As an account of modern cosmological science, the book reads very well. The author leads us through the development of ideas up to and including the latest variants on the big bang model. It has been commented before that cosmologists are often in error, but never in doubt. Byl sounds a much needed note of sceptical caution, pointing out the reliance of cosmological models upon assumptions which are by no means unquestionable. He rightly notes that this uncertainty in all cosmological theorising should make Christians cautious about the recent rash of attempts to prove God's existence as the cause of the big bang.

It is when we come to Byl's positive account of a 'Biblical cosmology' that the argument becomes much less plausible. Byl believes that Christians must read the Bible as a literally true, inerrant textbook, so that the cosmological presuppositions of the biblical authors must override modern science, which he regards as largely a domain of subjective theorising.

For Byl, taking Scripture literally means believing that God created a young universe, misleadingly containing light which is exactly as it would be if it came from stars millions of light years distant. Byl considers and rejects creationist attempts to avoid this extreme conclusion. The intellectual honesty of Byl's creationism should be lauded. Yet it remains a desperately difficult position to defend. It simply will not do to assert that this is what Scripture teaches; there is no sense in which it could possibly be said that this is what the Genesis authors meant (for one thing, they could not have had the conception of an ancient universe that we now do).

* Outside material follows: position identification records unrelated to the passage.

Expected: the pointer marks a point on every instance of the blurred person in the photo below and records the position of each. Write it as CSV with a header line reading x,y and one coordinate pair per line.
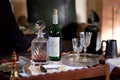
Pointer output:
x,y
12,39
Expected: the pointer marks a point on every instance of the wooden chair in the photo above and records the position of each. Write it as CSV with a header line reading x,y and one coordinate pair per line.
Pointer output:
x,y
75,74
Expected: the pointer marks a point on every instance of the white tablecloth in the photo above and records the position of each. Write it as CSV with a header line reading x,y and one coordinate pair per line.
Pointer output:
x,y
113,62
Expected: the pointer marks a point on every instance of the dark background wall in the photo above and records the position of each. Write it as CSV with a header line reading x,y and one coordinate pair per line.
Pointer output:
x,y
43,10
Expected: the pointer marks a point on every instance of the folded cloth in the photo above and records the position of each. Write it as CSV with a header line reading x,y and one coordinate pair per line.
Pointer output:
x,y
113,62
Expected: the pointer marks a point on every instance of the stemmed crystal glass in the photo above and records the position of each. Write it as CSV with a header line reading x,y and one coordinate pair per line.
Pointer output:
x,y
86,36
39,45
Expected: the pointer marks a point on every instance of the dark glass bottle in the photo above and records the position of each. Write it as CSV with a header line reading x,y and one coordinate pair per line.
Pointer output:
x,y
55,37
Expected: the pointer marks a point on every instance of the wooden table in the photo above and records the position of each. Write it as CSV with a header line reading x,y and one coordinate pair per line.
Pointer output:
x,y
5,76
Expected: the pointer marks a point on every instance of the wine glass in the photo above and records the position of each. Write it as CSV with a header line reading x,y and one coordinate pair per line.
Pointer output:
x,y
39,45
86,36
77,47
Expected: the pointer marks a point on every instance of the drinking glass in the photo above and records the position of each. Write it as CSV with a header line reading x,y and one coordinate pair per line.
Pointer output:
x,y
39,45
86,36
77,47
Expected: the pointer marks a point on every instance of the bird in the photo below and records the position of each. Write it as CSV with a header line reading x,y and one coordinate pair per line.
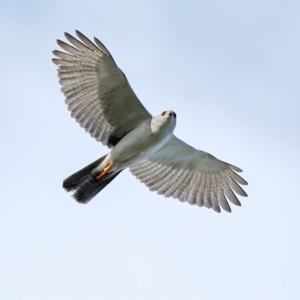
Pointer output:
x,y
100,98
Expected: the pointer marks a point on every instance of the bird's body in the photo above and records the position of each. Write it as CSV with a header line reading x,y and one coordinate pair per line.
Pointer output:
x,y
103,103
140,143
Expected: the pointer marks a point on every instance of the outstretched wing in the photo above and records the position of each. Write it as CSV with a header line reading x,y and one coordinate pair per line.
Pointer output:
x,y
97,92
178,170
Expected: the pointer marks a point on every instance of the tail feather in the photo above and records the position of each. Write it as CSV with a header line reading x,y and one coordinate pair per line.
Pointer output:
x,y
85,184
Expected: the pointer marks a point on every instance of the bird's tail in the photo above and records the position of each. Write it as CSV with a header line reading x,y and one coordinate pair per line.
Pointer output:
x,y
85,184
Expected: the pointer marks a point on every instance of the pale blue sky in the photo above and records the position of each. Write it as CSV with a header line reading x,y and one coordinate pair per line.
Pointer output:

It is a shame that Byl does not address more seriously positions which seek a genuine conciliation between faith and science in this domain. Nor would this mean taking a long trip away from orthodoxy; as the author himself notes, it has long been held that we should be prepared to re-interpret texts which were written in the light of what we now know to be incorrect knowledge of the natural world. Byl may be right to point out that some of modern cosmology is not secure. But when we get to the stage of postulating grand deception on the part of God in order to avoid the conclusion, suggested by a wealth of evidence from a wide range of sources, that the universe is in fact not 6,000 years old, we may reasonably look at what happens if we read the text in the light of the modern view.

The book should be read discriminatingly; as such, there is much here that is helpful.